问题
I have a table with online sessions like this (empty rows are just for better visibility):
ip_address | start_time | stop_time
------------|------------------|------------------
10.10.10.10 | 2016-04-02 08:00 | 2016-04-02 08:12
10.10.10.10 | 2016-04-02 08:11 | 2016-04-02 08:20
10.10.10.10 | 2016-04-02 09:00 | 2016-04-02 09:10
10.10.10.10 | 2016-04-02 09:05 | 2016-04-02 09:08
10.10.10.10 | 2016-04-02 09:05 | 2016-04-02 09:11
10.10.10.10 | 2016-04-02 09:02 | 2016-04-02 09:15
10.10.10.10 | 2016-04-02 09:10 | 2016-04-02 09:12
10.66.44.22 | 2016-04-02 08:05 | 2016-04-02 08:07
10.66.44.22 | 2016-04-02 08:03 | 2016-04-02 08:11
And I need the "envelop" online time spans:
ip_address | full_start_time | full_stop_time
------------|------------------|------------------
10.10.10.10 | 2016-04-02 08:00 | 2016-04-02 08:20
10.10.10.10 | 2016-04-02 09:00 | 2016-04-02 09:15
10.66.44.22 | 2016-04-02 08:03 | 2016-04-02 08:11
I have this query which returns desired result:
WITH t AS
-- Determine full time-range of each IP
(SELECT ip_address, MIN(start_time) AS min_start_time, MAX(stop_time) AS max_stop_time FROM IP_SESSIONS GROUP BY ip_address),
t2 AS
-- compose ticks
(SELECT DISTINCT ip_address, min_start_time + (LEVEL-1) * INTERVAL '1' MINUTE AS ts
FROM t
CONNECT BY min_start_time + (LEVEL-1) * INTERVAL '1' MINUTE <= max_stop_time),
t3 AS
-- get all "online" ticks
(SELECT DISTINCT ip_address, ts
FROM t2
JOIN IP_SESSIONS USING (ip_address)
WHERE ts BETWEEN start_time AND stop_time),
t4 AS
(SELECT ip_address, ts,
LAG(ts) OVER (PARTITION BY ip_address ORDER BY ts) AS previous_ts
FROM t3),
t5 AS
(SELECT ip_address, ts,
SUM(DECODE(previous_ts,NULL,1,0 + (CASE WHEN previous_ts + INTERVAL '1' MINUTE <> ts THEN 1 ELSE 0 END)))

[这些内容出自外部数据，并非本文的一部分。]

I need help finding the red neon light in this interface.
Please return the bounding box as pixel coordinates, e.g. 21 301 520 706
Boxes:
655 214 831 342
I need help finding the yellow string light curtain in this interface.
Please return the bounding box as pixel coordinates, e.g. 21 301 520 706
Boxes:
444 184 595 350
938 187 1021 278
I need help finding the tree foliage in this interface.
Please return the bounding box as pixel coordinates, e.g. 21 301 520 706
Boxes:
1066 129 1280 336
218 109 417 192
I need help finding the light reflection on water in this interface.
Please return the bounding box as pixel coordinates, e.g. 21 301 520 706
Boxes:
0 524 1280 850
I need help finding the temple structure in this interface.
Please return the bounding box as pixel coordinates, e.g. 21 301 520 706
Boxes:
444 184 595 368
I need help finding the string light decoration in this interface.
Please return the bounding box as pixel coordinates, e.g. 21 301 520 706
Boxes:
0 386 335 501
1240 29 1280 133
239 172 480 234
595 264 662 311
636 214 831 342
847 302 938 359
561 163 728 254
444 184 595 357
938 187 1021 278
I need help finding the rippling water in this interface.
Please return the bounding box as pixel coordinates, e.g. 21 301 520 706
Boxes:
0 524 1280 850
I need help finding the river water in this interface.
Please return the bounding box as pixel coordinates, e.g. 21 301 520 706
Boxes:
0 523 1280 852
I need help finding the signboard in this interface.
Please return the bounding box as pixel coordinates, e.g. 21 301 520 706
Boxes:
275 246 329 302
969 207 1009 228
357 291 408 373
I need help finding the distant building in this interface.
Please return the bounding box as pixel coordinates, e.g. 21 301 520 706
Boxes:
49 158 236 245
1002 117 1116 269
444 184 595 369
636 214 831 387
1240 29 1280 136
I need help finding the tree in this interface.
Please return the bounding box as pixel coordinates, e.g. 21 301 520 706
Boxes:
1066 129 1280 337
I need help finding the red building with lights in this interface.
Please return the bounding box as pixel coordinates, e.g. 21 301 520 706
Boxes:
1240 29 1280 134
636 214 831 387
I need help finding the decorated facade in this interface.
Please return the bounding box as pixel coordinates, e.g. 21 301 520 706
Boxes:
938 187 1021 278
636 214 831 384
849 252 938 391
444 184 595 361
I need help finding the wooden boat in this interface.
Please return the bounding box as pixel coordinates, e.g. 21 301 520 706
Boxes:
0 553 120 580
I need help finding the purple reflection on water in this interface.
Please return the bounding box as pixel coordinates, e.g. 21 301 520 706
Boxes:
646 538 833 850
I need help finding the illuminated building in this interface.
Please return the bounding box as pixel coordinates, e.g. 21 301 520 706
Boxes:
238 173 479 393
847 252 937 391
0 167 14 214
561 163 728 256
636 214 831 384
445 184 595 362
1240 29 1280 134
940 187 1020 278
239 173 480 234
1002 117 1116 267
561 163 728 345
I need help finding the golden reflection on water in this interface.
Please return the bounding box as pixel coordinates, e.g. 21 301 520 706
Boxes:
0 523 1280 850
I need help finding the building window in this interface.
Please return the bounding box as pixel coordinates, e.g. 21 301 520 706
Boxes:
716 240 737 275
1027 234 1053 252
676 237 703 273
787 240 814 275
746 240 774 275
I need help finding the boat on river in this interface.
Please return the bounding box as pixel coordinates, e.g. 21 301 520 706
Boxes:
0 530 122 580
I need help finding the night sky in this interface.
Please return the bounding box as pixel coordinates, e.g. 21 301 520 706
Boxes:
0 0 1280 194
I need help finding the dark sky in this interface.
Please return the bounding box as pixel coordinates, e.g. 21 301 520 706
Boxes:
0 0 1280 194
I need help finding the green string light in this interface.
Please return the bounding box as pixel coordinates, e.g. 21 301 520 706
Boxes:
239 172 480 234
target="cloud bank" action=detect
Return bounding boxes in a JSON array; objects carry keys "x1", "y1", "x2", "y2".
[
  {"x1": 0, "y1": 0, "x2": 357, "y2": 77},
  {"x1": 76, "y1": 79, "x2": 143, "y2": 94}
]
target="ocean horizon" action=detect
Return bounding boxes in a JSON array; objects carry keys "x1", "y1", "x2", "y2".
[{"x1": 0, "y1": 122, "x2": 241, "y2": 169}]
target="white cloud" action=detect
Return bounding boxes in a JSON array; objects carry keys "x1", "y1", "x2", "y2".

OVER (PARTITION BY ip_address ORDER BY ts ROWS UNBOUNDED PRECEDING) session_no
FROM t4)
SELECT ip_address, MIN(ts) AS full_start_time, MAX(ts) AS full_stop_time
FROM t5
GROUP BY ip_address, session_no
ORDER BY 1,2;
However, I am concerned about the performance. The table has hundreds of million rows and the time resolution is millisecond (not one Minute as given in example). Thus CTE t3
is gonna be huge. Does anybody have a solution which avoids the Self-Join and "CONNECT BY"?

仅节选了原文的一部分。